Adaptive evolution of heparanase in hypoxia-tolerant Spalax: gene cloning and identification of a unique splice variant

Heparan sulfate (HS) side chains of HS proteoglycans bind to and assemble extracellular matrix proteins and play important roles in cell-cell and cell-extracellular matrix interactions. HS chains bind a multitude of bioactive molecules and thereby function in the control of multiple normal and pathological processes. Enzymatic degradation of HS by heparanase, a mammalian endoglycosidase, affects the integrity and functional state of tissues and is involved in, among other processes, inflammation, angiogenesis, and cancer metastasis. Here, we report the cloning of heparanase from four Israeli species of the blind subterranean mole rat (Spalax ehrenbergi superspecies), 85% homologous to the human enzyme. Unlike its limited expression in human tissues, heparanase is highly expressed in diverse Spalax tissues.
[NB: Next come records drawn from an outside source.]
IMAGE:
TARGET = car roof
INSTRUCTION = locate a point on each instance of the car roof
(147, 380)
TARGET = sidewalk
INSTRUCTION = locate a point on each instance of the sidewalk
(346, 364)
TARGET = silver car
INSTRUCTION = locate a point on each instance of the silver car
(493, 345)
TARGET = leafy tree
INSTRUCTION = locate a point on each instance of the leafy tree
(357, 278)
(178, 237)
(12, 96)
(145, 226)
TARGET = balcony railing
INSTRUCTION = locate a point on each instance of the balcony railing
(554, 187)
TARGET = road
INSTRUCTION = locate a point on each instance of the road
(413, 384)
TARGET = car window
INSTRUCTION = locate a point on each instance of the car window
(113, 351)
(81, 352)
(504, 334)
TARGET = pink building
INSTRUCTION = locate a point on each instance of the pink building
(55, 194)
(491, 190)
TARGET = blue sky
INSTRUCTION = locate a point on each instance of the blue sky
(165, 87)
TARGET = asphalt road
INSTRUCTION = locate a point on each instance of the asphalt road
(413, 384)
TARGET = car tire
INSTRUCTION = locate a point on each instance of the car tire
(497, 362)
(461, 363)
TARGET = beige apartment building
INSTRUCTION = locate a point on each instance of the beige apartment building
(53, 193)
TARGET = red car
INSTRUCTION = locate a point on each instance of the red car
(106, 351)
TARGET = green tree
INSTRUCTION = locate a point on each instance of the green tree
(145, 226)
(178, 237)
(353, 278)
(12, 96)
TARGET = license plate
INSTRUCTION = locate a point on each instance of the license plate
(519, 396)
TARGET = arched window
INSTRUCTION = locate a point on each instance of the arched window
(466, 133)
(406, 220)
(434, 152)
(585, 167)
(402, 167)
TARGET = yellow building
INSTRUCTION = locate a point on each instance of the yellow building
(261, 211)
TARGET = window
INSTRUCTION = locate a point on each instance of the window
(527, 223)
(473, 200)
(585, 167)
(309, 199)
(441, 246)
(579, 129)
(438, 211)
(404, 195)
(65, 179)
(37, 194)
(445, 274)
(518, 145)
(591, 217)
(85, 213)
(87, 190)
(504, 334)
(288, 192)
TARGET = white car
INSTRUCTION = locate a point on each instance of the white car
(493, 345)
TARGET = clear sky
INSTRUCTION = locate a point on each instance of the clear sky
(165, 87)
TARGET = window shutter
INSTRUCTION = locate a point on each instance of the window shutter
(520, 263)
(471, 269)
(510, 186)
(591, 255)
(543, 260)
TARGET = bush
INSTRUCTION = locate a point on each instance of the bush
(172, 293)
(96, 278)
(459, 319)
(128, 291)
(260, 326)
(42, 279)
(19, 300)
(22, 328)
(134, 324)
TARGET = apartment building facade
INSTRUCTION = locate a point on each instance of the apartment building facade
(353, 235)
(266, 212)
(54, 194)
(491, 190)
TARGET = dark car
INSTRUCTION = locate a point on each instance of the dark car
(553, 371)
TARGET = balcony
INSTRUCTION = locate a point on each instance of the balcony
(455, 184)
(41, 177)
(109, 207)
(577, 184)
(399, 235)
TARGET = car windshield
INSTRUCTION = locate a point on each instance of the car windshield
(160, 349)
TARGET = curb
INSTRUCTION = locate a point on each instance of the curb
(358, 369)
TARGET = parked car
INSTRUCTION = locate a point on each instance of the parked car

Moreover, we have identified a unique splice variant of the Spalax enzyme lacking 16 aa encoded by exon 7. This deletion resulted in a major defect in trafficking and processing of the heparanase protein, leading to a loss of its enzymatic activity. Interspecies variation was noted in the sequence and in the expression of the splice variant of the heparanase gene in blind mole rats living under different ecogeographical stresses, indicating a possible role in adaptation to stress in Spalax evolution.     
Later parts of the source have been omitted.